BMW i4 M50: 794 Nm, ale tylko przez… chwilę!

Co jest najważniejsze w BMW i4 M50? Tak jak w każdej innej M-ce właściwości jezdne i... moc. Elektryczny liftback został wyposażony w dwa silniki elektryczne. Jednostka zamontowana przy przedniej osi generuje 258 koni mechanicznych, a motor napędzający tylne koła 312 koni mechanicznych. W ten sposób prawy pedał staje się zawleczką pozwalającą na odbezpieczenie w sumie 544 koni mechanicznych. Czy to powód do radości? Przez pierwsze 10 sekund z pewnością tak. Bo później moc zostanie systemowo ograniczona do 475 koni mechanicznych.

Co z momentem obrotowym? Silniki zamontowane w BMW i4 M50 dostarczają na asfalt 794 Nm. Wartość taka - identycznie jak maksymalna moc - jest jednak dostępna wyłącznie w trybie Sport Boost. Po jego dezaktywacji moment "maleje" do 729 Nm.

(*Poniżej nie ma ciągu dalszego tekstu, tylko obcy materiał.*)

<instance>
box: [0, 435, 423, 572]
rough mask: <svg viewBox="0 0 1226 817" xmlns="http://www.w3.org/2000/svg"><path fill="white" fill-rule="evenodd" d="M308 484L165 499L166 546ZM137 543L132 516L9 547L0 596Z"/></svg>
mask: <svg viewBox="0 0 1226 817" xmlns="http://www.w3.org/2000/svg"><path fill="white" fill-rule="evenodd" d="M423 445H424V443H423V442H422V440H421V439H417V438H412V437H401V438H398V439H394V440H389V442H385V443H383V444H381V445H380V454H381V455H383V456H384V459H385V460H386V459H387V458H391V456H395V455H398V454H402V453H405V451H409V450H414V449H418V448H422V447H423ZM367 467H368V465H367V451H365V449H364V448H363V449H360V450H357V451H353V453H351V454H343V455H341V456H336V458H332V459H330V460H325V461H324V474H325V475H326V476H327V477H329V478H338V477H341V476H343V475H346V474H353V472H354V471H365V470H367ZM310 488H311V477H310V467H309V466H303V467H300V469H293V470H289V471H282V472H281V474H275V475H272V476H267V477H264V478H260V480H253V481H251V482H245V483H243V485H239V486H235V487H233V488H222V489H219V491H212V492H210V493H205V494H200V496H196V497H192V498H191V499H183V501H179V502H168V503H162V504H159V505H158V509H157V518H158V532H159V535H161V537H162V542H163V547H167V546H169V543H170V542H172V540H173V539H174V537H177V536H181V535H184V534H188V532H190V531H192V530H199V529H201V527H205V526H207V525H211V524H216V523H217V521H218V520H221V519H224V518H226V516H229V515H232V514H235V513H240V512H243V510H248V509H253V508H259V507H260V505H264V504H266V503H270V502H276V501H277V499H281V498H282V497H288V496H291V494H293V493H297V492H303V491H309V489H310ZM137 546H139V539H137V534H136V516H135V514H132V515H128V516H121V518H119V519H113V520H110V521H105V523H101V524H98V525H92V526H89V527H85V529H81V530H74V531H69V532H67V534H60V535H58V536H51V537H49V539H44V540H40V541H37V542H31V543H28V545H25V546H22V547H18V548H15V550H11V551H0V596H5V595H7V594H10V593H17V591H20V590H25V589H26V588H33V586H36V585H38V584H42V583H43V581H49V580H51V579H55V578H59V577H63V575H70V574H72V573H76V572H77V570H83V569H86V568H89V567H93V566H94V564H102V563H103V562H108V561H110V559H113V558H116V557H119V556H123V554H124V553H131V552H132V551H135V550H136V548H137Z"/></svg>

Tak ukształtowane dane techniczne sprawiają, że elektryczna M-ka od BMW jest naprawdę szybka. Auto osiąga pierwszą setkę już w 3,9 sekundy - czyli w czasie o 0,3 sekundy krótszym niż w przypadku spalinowego M4 Coupe! Prędkość maksymalna najmocniejszego i4 to 225 km/h - a to sporo jak na samochód elektryczny.

BMW i4 M50. To będzie prawdziwe M?

Na razie ciężko powiedzieć jak prowadzi się BMW i4 M50. Można się jednak spodziewać tego, że bawarscy inżynierowie dołożyli wszelkich starań, aby auto nie odbiegało od standardu wyznaczonego przez pozostałe M-ki. Co o tym świadczy? Adaptacyjne zawieszenie, sportowe amortyzatory oraz stabilizatory, rozpórki z przodu, a do tego aktywny układ kierowniczy. Kluczem do sukcesu może być też nisko ustawiony środek ciężkości - a o to zadbają m.in. baterie umieszczone pod podłogą.

Zobacz wideo Limuzyna zbyt poważna, a auto sportowe zbyt niewygodne? BMW ma propozycję dla wymagających klientów

Jaki elektryczny zasięg ma BMW i4 M50?

Jeżeli o baterii już mowa, jaki zasięg zaoferuje BMW i4 M50? Oficjalne dane wskazują, że na jednym ładowaniu liftback wyposażony w ogniwa litowo-jonowe będzie w stanie przejechać jakieś 395 kilometrów. Po tym dystansie konieczne będzie ładowanie. W sytuacji, w której kierowca wykorzysta do tego celu stację 200 kW, 80 proc. pojemności akumulatora uzupełni się już w 31 minut. Gdy prowadzący postanowi ładować baterię do pełna, a do tego użyje np. Wallboxa, czas uzupełniania zapasów prądu wydłuży się do 8,5 godziny.

Na koniec pozostał jeszcze jeden znak zapytanie. Ile będzie kosztować BMW i4 M50? Na razie Bawarczycy nie zakomunikowali ceny elektrycznego liftbacka w Polsce. Na ile auto zostało wycenione za granicą? Dla przykładu w Stanach Zjednoczonych wybór i4 M50 oznacza wydatek na poziomie blisko 67 tys. dolarów - to mniej więcej 245 tys. zł.